In recent years, Redwood City leaders have taken steps attempting to alleviate pressure on the city’s housing market and to help people to find and keep housing.

Among other policies, the city requires real estate developers to build income-restricted housing units in market-rate developments and in some cases requires landlords to pay displaced tenants relocation assistance. This fall, city officials approved an urgency ordinance capping rent increases and setting new requirements for just-cause evictions.

But there are still other housing challenges to face. In early December, crews cleared out a homeless encampment in the city. Businesses and residents have also raised concerns about people living in RVs in Redwood City neighborhoods.

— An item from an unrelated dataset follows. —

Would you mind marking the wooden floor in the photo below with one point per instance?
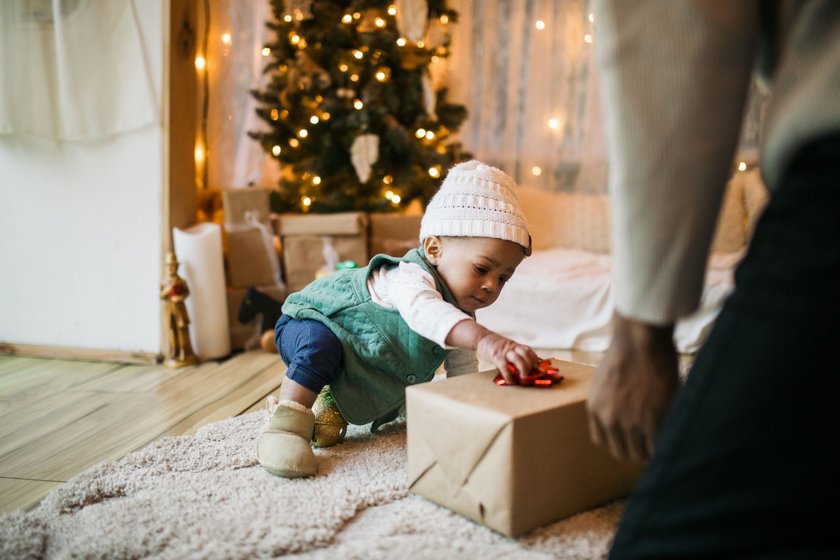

Bain said the region’s housing crisis is too large for cities to fix on their own.

He’s called on the Bay Area’s nine counties to scrap two regional bodies – the Association of Bay Area Governments and the Metropolitan Transportation Commission — in favor of a new regional body comprised of 45 of the Bay Area’s county supervisors.

“People think the city has a lot more power than we do – and the power that we do have is only within our city limits,” he said. “So there are a lot of things that we do that impact neighboring cities and vice versa.”

Bain, who was first elected to the City Council in 2003, terms out at the end of 2020.